Başmüfettişin adresini ona buna sorduysa da bulamadı. Derken Seine Nehri boyunca sıralanan dükkânlardan birinin yanında Reveil gazetesinin idarehanesini gördü. Yazı işleri müdürü oradaydı. Adam pencereye doğru yürürken, “Ganimard mı?” dedi, “Onu mutlaka rıhtımda, oltasıyla görürsünüz. Kendisiyle orada tanıştık. Ben tesadüfen oltasına işlenmiş ismini görüverdim. İşte bakın, gezinti yolundaki ağaçların altında oturan kısa boylu, yaşlı adam…”
“Hasır şapka giymiş redingotlu adam mı?”
“Ta kendisi! Acayip bir ihtiyar; sessiz, somurtkan.” Baron, beş dakika sonra konuşmak için ünlü Ganimard’ın yanına varmıştı. Önce kendini tanıttı, sonra sohbete girişti. Bu işi pek beceremeyince doğrudan doğruya konuya geçti ve olan biteni anlattı.
Ganimard hiç isti ni bozmadan, gözünü de balıklardan ayırmadan onu dinledi. Sonra, başını çevirerek karşısındakini acırcasına tepeden tırnağa kadar süzdü:
“Bakın bayım,” dedi, “İnsan soyacağı kişiye daha önceden haber vermez. Hele hele Arsen Lüpen şamatadan hiç hoşlanmaz.”
“Ama…”
“Bayım, bu konuda en ufak bir şüphem olsaydı, inanın bana, gözümü bile kırpmadan o Aziz Lüpen’i yine seve seve kodese tıkardım. Ne var ki zaten içeride yatıyor.”
“Ya kaçarsa?”
“Santé Cezaevi’nden kolay kolay kaçılmaz.” “Ama o…”
“Onun da ötekilerinden farkı yok.” “Yine de…”

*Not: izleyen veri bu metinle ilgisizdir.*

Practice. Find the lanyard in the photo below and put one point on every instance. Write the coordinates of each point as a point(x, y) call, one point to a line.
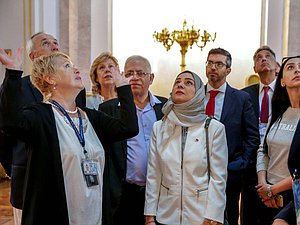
point(79, 133)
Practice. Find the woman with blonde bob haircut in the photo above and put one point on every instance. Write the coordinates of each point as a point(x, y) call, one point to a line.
point(187, 167)
point(66, 159)
point(104, 67)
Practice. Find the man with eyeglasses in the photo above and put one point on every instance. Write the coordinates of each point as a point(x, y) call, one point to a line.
point(265, 65)
point(13, 154)
point(133, 163)
point(233, 108)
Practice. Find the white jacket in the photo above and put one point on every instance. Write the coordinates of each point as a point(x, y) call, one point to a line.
point(184, 196)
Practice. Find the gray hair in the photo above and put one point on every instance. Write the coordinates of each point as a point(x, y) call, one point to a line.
point(139, 58)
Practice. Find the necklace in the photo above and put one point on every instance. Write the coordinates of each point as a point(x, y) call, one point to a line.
point(68, 111)
point(72, 112)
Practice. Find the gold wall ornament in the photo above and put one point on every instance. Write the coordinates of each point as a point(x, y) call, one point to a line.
point(185, 38)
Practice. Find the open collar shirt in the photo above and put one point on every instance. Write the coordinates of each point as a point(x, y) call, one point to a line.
point(138, 146)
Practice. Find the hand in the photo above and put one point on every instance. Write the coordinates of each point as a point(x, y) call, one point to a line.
point(149, 220)
point(11, 62)
point(262, 191)
point(270, 203)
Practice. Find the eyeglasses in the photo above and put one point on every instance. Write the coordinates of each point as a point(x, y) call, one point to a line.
point(285, 59)
point(219, 65)
point(139, 74)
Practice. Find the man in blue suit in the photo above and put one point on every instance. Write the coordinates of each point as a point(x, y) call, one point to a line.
point(265, 66)
point(234, 109)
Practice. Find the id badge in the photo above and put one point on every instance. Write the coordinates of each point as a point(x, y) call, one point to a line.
point(90, 172)
point(262, 131)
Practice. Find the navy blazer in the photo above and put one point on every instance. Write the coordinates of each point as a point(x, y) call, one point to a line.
point(294, 154)
point(241, 130)
point(253, 91)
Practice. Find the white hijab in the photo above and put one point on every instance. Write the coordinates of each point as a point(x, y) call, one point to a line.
point(185, 114)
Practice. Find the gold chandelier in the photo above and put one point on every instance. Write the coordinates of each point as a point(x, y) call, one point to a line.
point(185, 38)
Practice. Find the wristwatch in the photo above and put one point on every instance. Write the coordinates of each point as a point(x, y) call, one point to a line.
point(269, 192)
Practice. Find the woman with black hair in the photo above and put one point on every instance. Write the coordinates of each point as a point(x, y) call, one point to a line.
point(274, 180)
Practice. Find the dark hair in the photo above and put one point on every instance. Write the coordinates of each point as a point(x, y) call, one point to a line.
point(280, 102)
point(264, 47)
point(222, 52)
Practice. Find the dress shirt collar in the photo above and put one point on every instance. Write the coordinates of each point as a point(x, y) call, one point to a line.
point(153, 100)
point(271, 86)
point(220, 89)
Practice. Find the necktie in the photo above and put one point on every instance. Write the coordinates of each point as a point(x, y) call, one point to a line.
point(210, 107)
point(264, 110)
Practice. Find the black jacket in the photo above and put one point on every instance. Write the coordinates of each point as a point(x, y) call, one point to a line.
point(13, 152)
point(115, 163)
point(45, 198)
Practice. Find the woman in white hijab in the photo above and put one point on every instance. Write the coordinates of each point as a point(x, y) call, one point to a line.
point(180, 187)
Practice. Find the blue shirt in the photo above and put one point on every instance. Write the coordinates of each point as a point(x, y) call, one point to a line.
point(138, 146)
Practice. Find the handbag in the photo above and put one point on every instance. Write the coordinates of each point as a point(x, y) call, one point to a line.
point(207, 122)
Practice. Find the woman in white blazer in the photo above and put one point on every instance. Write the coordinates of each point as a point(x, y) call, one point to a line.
point(179, 188)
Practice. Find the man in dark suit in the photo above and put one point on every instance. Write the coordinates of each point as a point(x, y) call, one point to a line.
point(14, 154)
point(265, 66)
point(126, 162)
point(233, 108)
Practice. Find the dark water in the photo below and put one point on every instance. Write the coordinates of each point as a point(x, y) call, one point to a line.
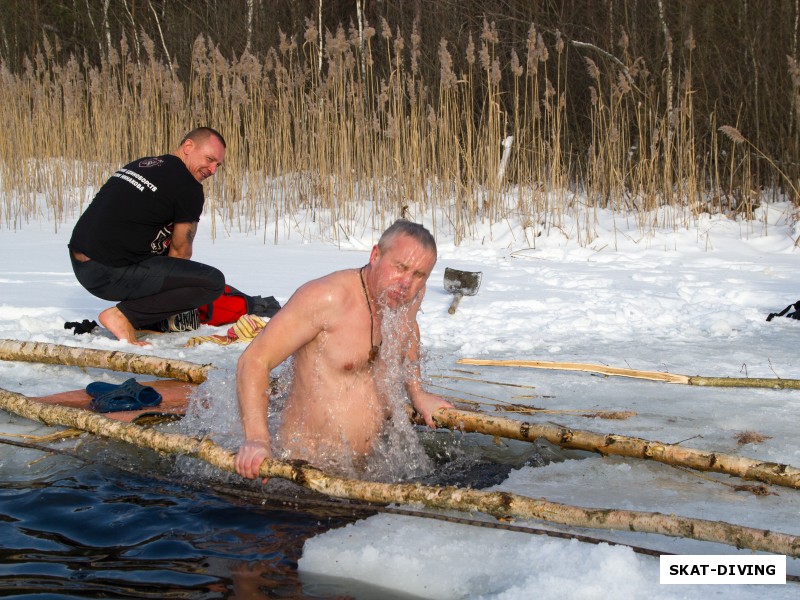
point(103, 523)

“Keşke kaçsa. Onu zevkle yine yakalarım. Siz bu arada gidin, güzel bir uyku çekin. Şu levreği de
ürkütmeyin!”
Konuşma bitmişti. Baron, Ganimard’ın bu umursamazlığı karşısında biraz rahatlamış olarak eve döndü.
Kapı kilitlerini, hizmetçileri kontrol etti. Böylece kırk sekiz saat daha geçti. Artık korkulara yer kalmadığı hükmüne varmıştı. Boş yere vehme kapılmıştı. Evet, Ganimard haklıydı; hiçbir hırsız soyacağı kimseye önceden haber vermezdi.
Beklenen saat yaklaşıyordu. Ayın 27’sine rastlayan salı günü kayda değer bir şey olmadı. Ama saat üçte ufak bir çocuk kapıyı çaldı. Bir telgraf getirmişti.
Batignolles’a hâlâ eşya gelmedi. Her şeyi yarın akşam için hazır edin. Arsen.
Baron’un yeniden kafası karıştı; Arsen Lüpen’in istediğini yerine getirsem mi getirmesem mi diye düşünmeye başladı.
Caudebec’e koştu. Ganimard aynı yerde açılır kapanır bir iskemleye oturmuş, balık tutuyordu. Baron hiçbir şey söylemeden ona telgrafı uzattı. “Eee, ne olmuş ki?”
“Ne olmuşu var mı? Yarın gerçekleşecek.” “Ne?”
“Soygun! Koleksiyonum çalınacak!”
Ganimard oltasını bir yana bıraktı. Baron’a doğru dönerek ellerini göğsünde kavuşturdu. Sabrı
tükenmişti:
“Ne yani? İşim yok da bu uyduruk masalla mı uğraşacağım!”
“Ayın 27’sini 28’ine bağlayan geceyi şatomda geçirmek için ne istersiniz?”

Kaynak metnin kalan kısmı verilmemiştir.